Услыхав эту фразу, Некрасов насторожился. О ком это он говорит?
— Если вы имеете в виду моего главного соредактора — Николая Гавриловича Чернышевского, то я считаю, что он вправе поучать очень и очень многих, — сказал он решительно. — У Николая Гавриловича для этого все данные: и необычайный ум, и глубокие знания по самым разнообразным отраслям наук. Мне очень прискорбно, что у вас о нем ложное понятие.

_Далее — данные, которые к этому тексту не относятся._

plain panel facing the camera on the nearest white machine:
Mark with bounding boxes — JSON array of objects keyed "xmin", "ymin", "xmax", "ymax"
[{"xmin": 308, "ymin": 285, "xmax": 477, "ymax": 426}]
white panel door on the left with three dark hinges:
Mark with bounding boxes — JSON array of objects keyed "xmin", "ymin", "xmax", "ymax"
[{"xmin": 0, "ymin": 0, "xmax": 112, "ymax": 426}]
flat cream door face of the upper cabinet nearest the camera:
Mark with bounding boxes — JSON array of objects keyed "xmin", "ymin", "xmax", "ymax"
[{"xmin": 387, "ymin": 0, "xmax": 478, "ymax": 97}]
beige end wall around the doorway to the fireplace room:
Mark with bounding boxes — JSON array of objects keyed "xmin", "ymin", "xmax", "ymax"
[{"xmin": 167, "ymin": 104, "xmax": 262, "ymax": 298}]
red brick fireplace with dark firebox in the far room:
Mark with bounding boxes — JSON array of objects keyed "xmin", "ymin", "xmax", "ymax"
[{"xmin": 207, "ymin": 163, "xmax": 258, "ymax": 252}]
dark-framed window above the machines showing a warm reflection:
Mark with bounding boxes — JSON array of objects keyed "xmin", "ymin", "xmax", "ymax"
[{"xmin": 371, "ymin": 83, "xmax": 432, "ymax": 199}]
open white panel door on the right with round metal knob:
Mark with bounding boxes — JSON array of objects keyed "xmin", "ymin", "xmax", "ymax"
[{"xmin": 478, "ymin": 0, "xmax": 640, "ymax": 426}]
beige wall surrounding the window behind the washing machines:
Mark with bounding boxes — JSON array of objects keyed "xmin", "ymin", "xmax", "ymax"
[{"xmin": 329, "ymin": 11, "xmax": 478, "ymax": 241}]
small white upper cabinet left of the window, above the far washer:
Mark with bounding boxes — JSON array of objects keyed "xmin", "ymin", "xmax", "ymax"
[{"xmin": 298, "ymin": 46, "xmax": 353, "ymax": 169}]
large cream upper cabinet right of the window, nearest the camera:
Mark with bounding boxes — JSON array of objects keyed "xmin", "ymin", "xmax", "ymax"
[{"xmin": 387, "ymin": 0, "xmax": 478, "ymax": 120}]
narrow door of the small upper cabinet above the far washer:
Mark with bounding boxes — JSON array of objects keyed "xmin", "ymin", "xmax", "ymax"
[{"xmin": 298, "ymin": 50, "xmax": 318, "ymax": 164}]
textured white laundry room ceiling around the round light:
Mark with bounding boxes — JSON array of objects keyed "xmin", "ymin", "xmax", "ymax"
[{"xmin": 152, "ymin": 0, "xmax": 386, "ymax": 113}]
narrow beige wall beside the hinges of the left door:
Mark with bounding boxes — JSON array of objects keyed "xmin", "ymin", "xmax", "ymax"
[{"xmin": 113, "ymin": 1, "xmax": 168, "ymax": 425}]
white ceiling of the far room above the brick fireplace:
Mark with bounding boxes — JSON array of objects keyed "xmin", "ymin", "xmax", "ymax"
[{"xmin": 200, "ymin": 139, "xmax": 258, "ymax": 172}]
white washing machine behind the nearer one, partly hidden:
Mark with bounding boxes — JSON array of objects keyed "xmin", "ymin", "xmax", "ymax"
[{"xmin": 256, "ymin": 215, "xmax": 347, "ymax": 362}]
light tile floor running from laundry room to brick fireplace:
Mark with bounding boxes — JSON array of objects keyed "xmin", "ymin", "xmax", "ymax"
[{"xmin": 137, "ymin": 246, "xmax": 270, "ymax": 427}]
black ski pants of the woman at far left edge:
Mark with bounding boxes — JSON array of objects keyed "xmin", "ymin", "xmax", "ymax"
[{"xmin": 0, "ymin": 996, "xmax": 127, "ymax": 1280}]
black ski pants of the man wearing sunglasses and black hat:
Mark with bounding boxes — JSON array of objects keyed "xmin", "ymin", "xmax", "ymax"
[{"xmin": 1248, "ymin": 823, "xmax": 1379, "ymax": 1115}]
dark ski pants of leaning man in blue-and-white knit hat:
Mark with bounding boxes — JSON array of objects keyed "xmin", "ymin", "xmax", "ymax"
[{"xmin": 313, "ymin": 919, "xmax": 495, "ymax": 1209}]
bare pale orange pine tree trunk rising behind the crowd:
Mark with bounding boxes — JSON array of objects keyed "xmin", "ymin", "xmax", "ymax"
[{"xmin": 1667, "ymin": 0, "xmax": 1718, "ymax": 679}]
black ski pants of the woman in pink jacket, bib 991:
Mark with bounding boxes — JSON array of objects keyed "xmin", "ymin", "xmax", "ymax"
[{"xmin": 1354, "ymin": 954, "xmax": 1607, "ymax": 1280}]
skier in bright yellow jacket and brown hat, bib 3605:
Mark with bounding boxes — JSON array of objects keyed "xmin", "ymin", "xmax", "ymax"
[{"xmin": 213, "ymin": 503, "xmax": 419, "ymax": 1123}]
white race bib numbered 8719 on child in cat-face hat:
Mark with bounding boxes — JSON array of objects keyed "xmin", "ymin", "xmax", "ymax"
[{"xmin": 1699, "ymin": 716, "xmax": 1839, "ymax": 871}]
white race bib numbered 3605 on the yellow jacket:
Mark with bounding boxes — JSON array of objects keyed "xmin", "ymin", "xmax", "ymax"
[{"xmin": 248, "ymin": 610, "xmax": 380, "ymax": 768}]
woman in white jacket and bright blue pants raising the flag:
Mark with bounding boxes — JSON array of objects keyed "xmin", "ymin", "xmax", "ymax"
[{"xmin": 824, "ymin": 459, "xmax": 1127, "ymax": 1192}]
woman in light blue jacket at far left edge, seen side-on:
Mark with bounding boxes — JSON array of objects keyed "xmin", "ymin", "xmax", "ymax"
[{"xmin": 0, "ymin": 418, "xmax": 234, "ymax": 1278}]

— Я не отказываю господину Чернышевскому в уме и даровании, — сухо возразил Никитенко. — Но знания его далеко уступают знаниям многих просвещенных людей в России. Я отдаю ему должное, и вы сами должны помнить, что когда Николай Гаврилович защищал в Университете свою диссертацию, я не был в числе его противников, а поддерживал его по мере моих сил и влияния. Но я никогда не взялся бы защищать правильность его убеждений и действий. Он сейчас всеми силами старается обострить восприятие существующих у нас недостатков, а не лучше ли, не правильней ли притупить по возможности жало того, что есть, чем усиливать зло обострением ощущения его?
Некрасов, усмехнувшись, ответил, что в убаюкивании и успокоении нуждаются обычно дети и больные, а человек, способный к борьбе и к сопротивлению, должен как можно ясней видеть все, с чем ему надлежит бороться.